The charging I’ll say meant a guide to me all through my life. I remember once when we weer terribly rushed in the operating rooms one doctor, who was an assistant to Dr. Frank Ward Siny (?) the said just leave that undone. It was a charity case, I said, “doctor, if you don’t mind I want to do for this patient what should be done, I may sometime be a charity case and I sure would want the right thing done for me”. He was so kind and humble and said, “Do what you know you should”.

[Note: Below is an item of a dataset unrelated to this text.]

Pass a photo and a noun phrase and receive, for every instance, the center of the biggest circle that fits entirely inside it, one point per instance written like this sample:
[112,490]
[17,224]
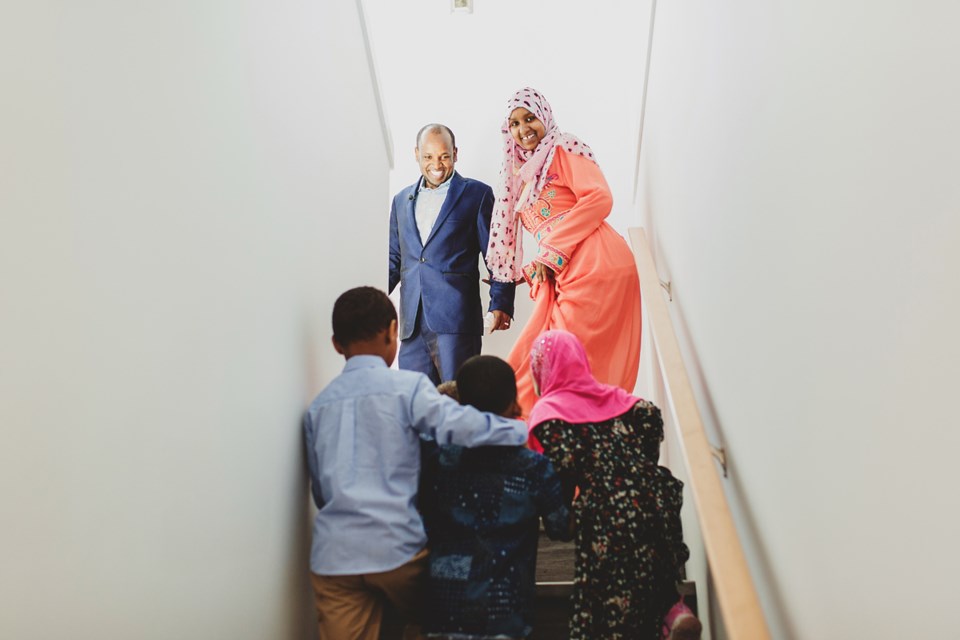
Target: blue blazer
[442,272]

I had met your dad long before I graduated – he was usually with some girl who was out for fun and I hadn’t given any thought to him, another doctor, who most of the family knew, Dr. S. S. Erous (?), I knew him from his earliest years in medical school. He was quiet and serious always in his manners. I attended the First Baptist Church in Memphis during my hospital
Monday, March 23, 1959
training. Dr. Boone was pastor. His first wife was my S. school teacher. She had a large class of girls and every week some of those girls visited us who attended church there. She sometimes had wonderful parties as I remember we had over 100 girls in her class. Dr. Boone’s son, Will, was ordained to preach during those days. We had some wonderful staff doctors. Dr. Willis Campbell that is now the Campbell Clinic, but in those days Dr. Campbell, had an old car, with back-end out of it. He was quite a large man. We had special gowns for him to wear in operating rooms due to his size. He was experimenting in orthopedic surgery. I helped him many times, one case who spent about 2 years as a patient, a boy about 8 or 9 years old, had been hit accidentally in back and was paralyzed from the head down. He could move only his head. His family were very poor and were not a healthy family either. The boy’s name was Charley.
Tuesday, March 24, 1959
Charley was known by everyone, even by people who brought him many things. There wasn’t much charity in Memphis in those days and most people just seemed to get by. They all knew they had to work and they worked to live and support their families. Well any way, Charley was one that was remembered. His family had gone to Arizona and he was alone so he was well cared for. Dr. Campbell worked and worked till at the end of 2 yrs or more, Charley walked and was able to join his people. Dr. Campbell started from the bottom and made his way. All the interns walked out of John Gaston Hospital once due to a superintendents unjust authority. Interns won their place by competent examination. A doctor, from the north and who hadn’t ever taken an exam was made house doctor. We nurses wanted to walk out too, but the staff doctors persuaded us for
Wednesday, March 25, 1959
humanity’s sake not to —
Dr. Henry Hill volunteered to come help out and he was just with Dr. Campbell and Dr. Campbell helped Dr. Hill to be a surgeon too. Dr. Max Goltman, who had several sons, who later made doctors was the first doctor in Memphis to sew a heart and patient live. He was a tall mulatto negro had been stabbed. To us all it was a miracle. Dr. George Linermoore, Dr. Battle Malone, Dr. Robin Mason, Dr. J. L. Andrews, Dr. Percy Toonbro (?), Dr. Eugene Johnson, Dr. J.A. Crusher Sr., Dr. W. T. Black Sr., Oh, here were so many fine doctors. Dr. Likely Simpson and Dr. A. C. Lewis were eye and throat specialists.
Nancy, I didn’t tell you of my first days there so I’ll try — The first two weeks were terrible. I had never been away from home among all strangers. I visited Aunt Mary Cotton and cousin Elisie Couch – Papa’s aunt and niece right often.